Jonathan David Jackson

Beautifully articulated.

Why not work on three roughly 150 word, book-length memoirs--creative nonfiction--or 3, both personal and analytical long publishable essays that consolidate aspects of your blog-posts:

1) One essay could be about an under-recognized Jewish American experience so beautifully expressed in this post and exemplified by your mother's teaching.

2) Another would be about the journey to discover the cultural links between your father's legacy and Frankie Newton's. May I suggest simply fleshing out each of your posts: walk us through the journey of rediscovering things about your father and the parallel discovery of the world of Frankie Newton. What's so evocative about these posts is that they record the STEPS in a quest.

3) The other essay would be about your personal, and by extension, your sociopolitical, experience of Gertrude Stein's legacy. You see Benjamin, you've gotten far enough away from the academese to really talk now about what her work truly means to you and to use the lush, richly textured rhetoric of personal yet fiercely analytical writing so well represented by your blog. Stein's whole ethos actually escapsulates life-choices that have much to teach us about unacknowledged realms of the Jewish American experience. We deeply need voices of popular literary nonfiction that does not rehearse tired identity politics, name dropping and fake fetishizing theory but that rather truly gets at the specific human relevance of the subject. Looking at the making of Stein as a particular kind of American--expatriate and otherwise--seems apt. Poetry becomes, then, one of the sites in which you speak about unexpected life-choices and the necessaries inherent in them.

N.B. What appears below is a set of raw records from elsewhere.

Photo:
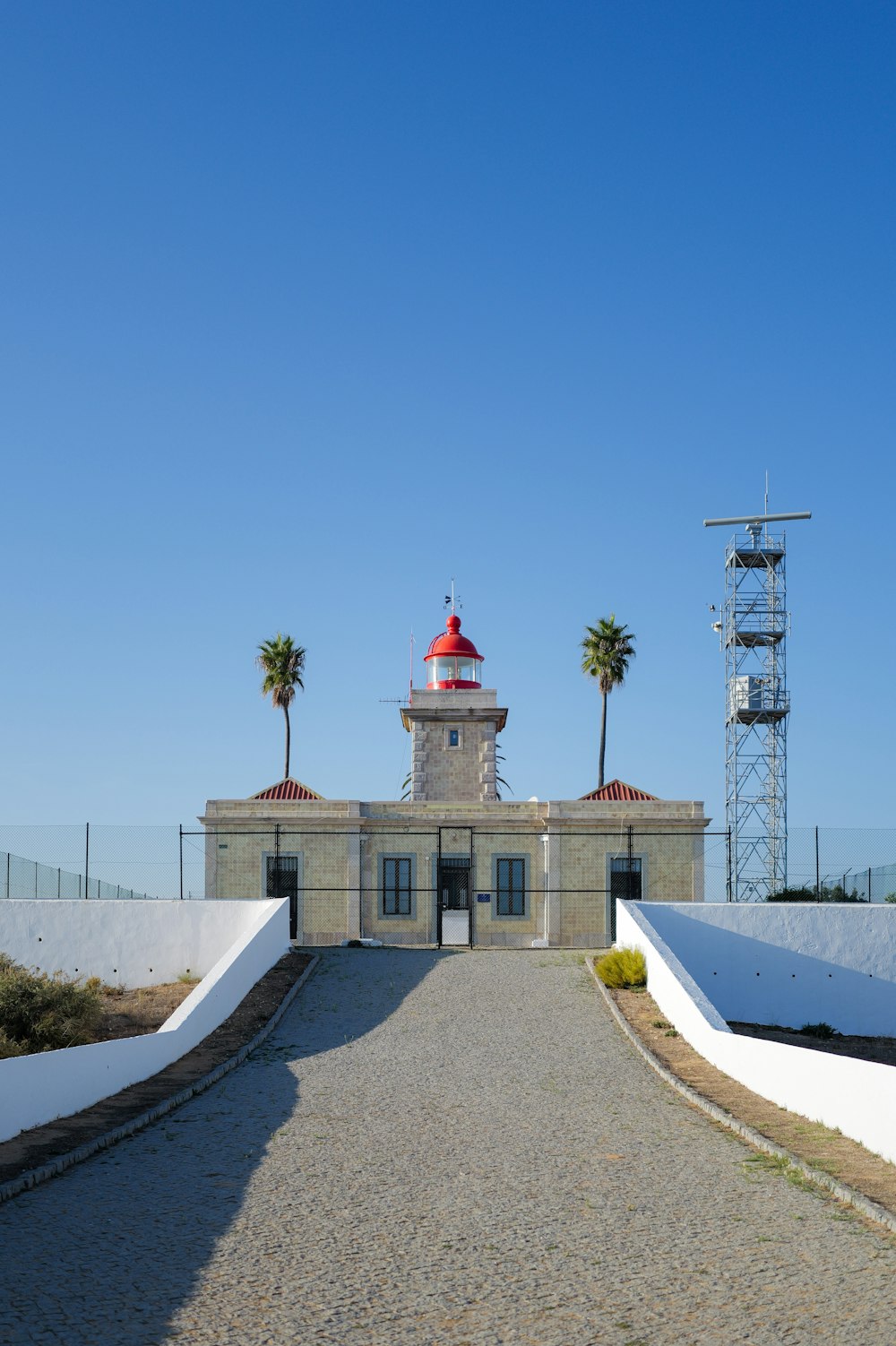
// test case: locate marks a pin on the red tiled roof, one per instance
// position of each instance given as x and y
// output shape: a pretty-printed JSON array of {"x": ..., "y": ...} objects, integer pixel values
[
  {"x": 287, "y": 789},
  {"x": 620, "y": 791}
]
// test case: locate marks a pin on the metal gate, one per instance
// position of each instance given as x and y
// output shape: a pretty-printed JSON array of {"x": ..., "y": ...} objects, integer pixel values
[{"x": 453, "y": 881}]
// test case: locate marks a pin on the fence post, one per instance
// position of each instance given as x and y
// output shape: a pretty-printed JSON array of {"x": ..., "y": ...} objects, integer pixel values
[
  {"x": 278, "y": 862},
  {"x": 817, "y": 870},
  {"x": 728, "y": 876},
  {"x": 631, "y": 857}
]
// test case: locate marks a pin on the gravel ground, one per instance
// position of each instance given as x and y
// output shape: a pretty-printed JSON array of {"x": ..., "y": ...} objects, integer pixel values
[{"x": 439, "y": 1148}]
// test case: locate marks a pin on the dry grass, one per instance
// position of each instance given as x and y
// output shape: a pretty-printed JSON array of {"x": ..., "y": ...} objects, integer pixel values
[
  {"x": 818, "y": 1145},
  {"x": 129, "y": 1014}
]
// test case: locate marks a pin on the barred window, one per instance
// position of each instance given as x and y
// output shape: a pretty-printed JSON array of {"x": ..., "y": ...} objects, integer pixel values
[
  {"x": 396, "y": 886},
  {"x": 512, "y": 887},
  {"x": 625, "y": 878},
  {"x": 281, "y": 879}
]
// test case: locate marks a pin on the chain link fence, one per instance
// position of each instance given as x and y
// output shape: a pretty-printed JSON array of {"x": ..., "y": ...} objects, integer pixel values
[{"x": 93, "y": 862}]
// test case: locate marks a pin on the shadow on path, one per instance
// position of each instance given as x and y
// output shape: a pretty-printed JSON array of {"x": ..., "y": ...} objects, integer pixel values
[{"x": 109, "y": 1252}]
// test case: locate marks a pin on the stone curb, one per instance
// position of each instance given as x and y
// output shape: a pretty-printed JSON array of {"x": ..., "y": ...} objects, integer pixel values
[
  {"x": 24, "y": 1182},
  {"x": 844, "y": 1193}
]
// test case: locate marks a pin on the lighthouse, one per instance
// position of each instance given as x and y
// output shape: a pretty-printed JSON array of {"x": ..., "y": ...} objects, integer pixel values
[{"x": 453, "y": 723}]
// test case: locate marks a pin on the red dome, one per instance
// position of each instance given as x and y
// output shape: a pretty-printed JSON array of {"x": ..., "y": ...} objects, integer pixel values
[
  {"x": 452, "y": 643},
  {"x": 452, "y": 661}
]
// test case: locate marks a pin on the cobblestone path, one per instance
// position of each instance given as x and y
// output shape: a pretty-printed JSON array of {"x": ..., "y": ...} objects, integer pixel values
[{"x": 439, "y": 1148}]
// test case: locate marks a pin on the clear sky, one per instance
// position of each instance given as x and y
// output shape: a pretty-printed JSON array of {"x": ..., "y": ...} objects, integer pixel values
[{"x": 310, "y": 306}]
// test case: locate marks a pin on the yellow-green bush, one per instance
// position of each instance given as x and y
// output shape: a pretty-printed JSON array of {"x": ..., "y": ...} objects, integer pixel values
[
  {"x": 622, "y": 968},
  {"x": 40, "y": 1013}
]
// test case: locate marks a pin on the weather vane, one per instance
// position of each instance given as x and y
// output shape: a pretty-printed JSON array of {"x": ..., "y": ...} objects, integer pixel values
[{"x": 451, "y": 600}]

A short, personal yet analytical exploration would galvanize the spirit.

And your words in this post about the perjorative perception of Yiddish resonated deeply with me because my own grandfather--who I only saw once in my life--on my mother's side, named Swifty, spoke and revered Yidish as well as Hebrew--it was a professional necessity in his dealings with Jewish American underground merchants in Philadelphia--legal or quasi-legal.